YARGITAY KARARI
DAİRE : 15. Ceza Dairesi
ESAS NO : 2013/5726
KARAR NO : 2014/18474
KARAR TARİHİ : 10.11.2014
Tebliğname No : 11 – 2011/102379
MAHKEMESİ : İstanbul 9. Asliye Ceza Mahkemesi
TARİHİ : 01/12/2010
NUMARASI : 2009/974 (E) ve 2010/673 (K)
SUÇ : Dolandırıcılık
Dosya incelenerek gereği düşünüldü;
Dolandırıcılık suçunun oluşabilmesi için; failin bir kimseyi, kandırabilecek nitelikte hileli davranışlarla hataya düşürüp, onun veya başkasının zararına, kendisine veya başkasına yarar sağlaması gerekmektedir.
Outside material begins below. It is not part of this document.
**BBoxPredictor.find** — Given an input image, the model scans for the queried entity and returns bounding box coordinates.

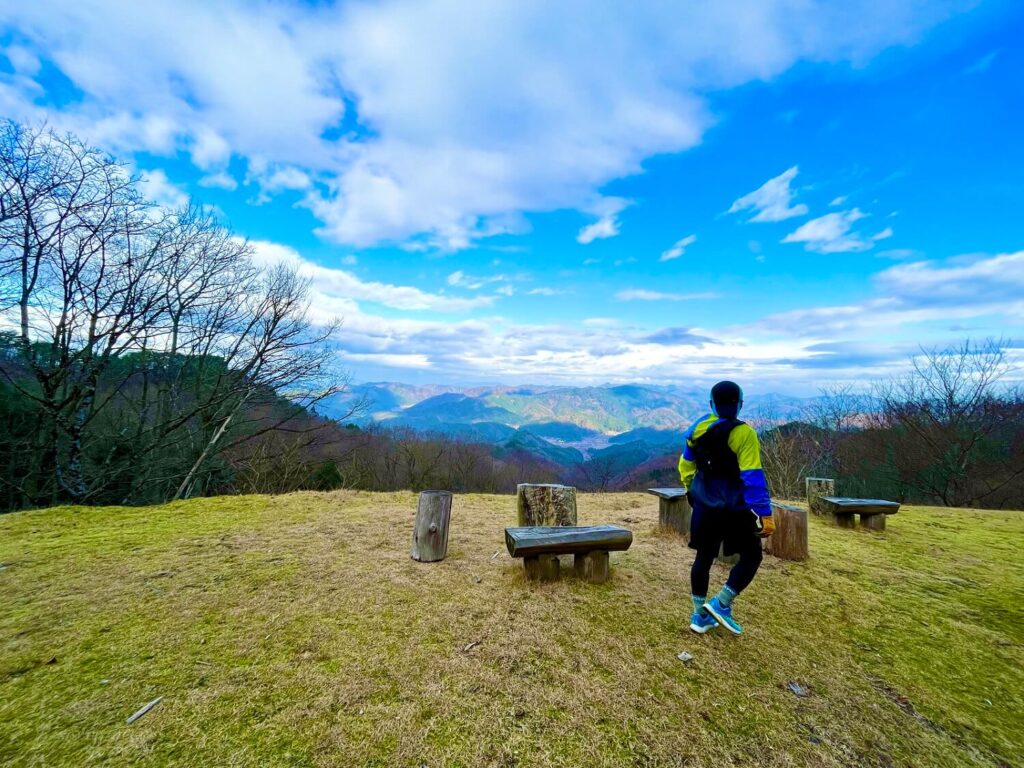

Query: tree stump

Hile nitelikli bir yalandır. Fail tarafından yapılan hileli davranış belli oranda ağır, yoğun ve ustaca olmalı, sergileniş açısından mağdurun inceleme olanağını ortadan kaldıracak nitelikte bir takım hareketler olmalıdır. Kullanılan hileli davranışlarla mağdur yanılgıya düşürülmeli ve bu yanıltma sonucu yalanlara inanan mağdur tarafından sanık veya bir başkasına haksız çıkar sağlanmalıdır.
Hilenin kandırıcı nitelikte olup olmadığı olaysal olarak değerlendirilmeli, olayın özelliği, mağdurun durumu, fiille olan ilişkisi, kullanılan hilenin şekli, kullanılmışsa gizlenen veya değiştirilen belgenin nitelikleri ayrı ayrı nazara alınmalıdır.
Sanığın kuyumculuk yaptığı, P. H. isimli İran asıllı bir müşteriden raporu ile birlikte satın aldığını beyan ettiği üzerinde 0183 ibaresi bulunan 456.69 gram ağırlığında takoz tabir edilen külçe altını katılanın işyerine gelerek satmak istediği söylediği, ancak katılanın altının sahte olduğundan şüphelenmesi üzerine sanığın takoz ile birlikte katılana ibraz ettiği raporun ait olduğu Model Metod ayar evinin yetkilisi Nurettin Albora’yı arayarak durumu sorduğunda, Nurettin Albora’nın katılana ait işyerine giderek raporu incelediğinde raporun gerçek olduğu ancak takoz üzerinde bulunan numaratörlerin kendilerine ait olmadığını tespit ettiği olayda;
Sanığın daha önce imalatta çalıştığını, kuyumcu kalfası olduğunu 15 yıldır kuyumculuk yaptığını savunması ve sanığın altının satın alması sırasında yanılmasının mümkün olduğunun kabul edilmesi karşısında; suça konu ayarı düşük takoz tabir edilen altının düşük ayarlı olup olmadığının sanık tarafından kolayca anlaşılıp anlaşılamayacağı hususunda iğfal kabiliyetinin bulunup bulunmadığı yönünden işin uzmanlarından rapor aldırılarak sonucuna göre sanığın hukuki durumunun takdir ve tayini gerekirken eksik inceleme ile yazılı şekilde hüküm kurulması,
Bozmayı gerektirmiş, katılan vekilinin temyiz itirazları bu itibarla yerinde görülmüş olduğundan hükmün bu sebepten dolayı 5320 sayılı Kanunun 8/1. maddesi gereğince uygulanması gereken 1412 sayılı CMUK’nın 321. maddesi uyarınca BOZULMASINA, 10/11/2014 tarihinde oybirliği ile karar verildi.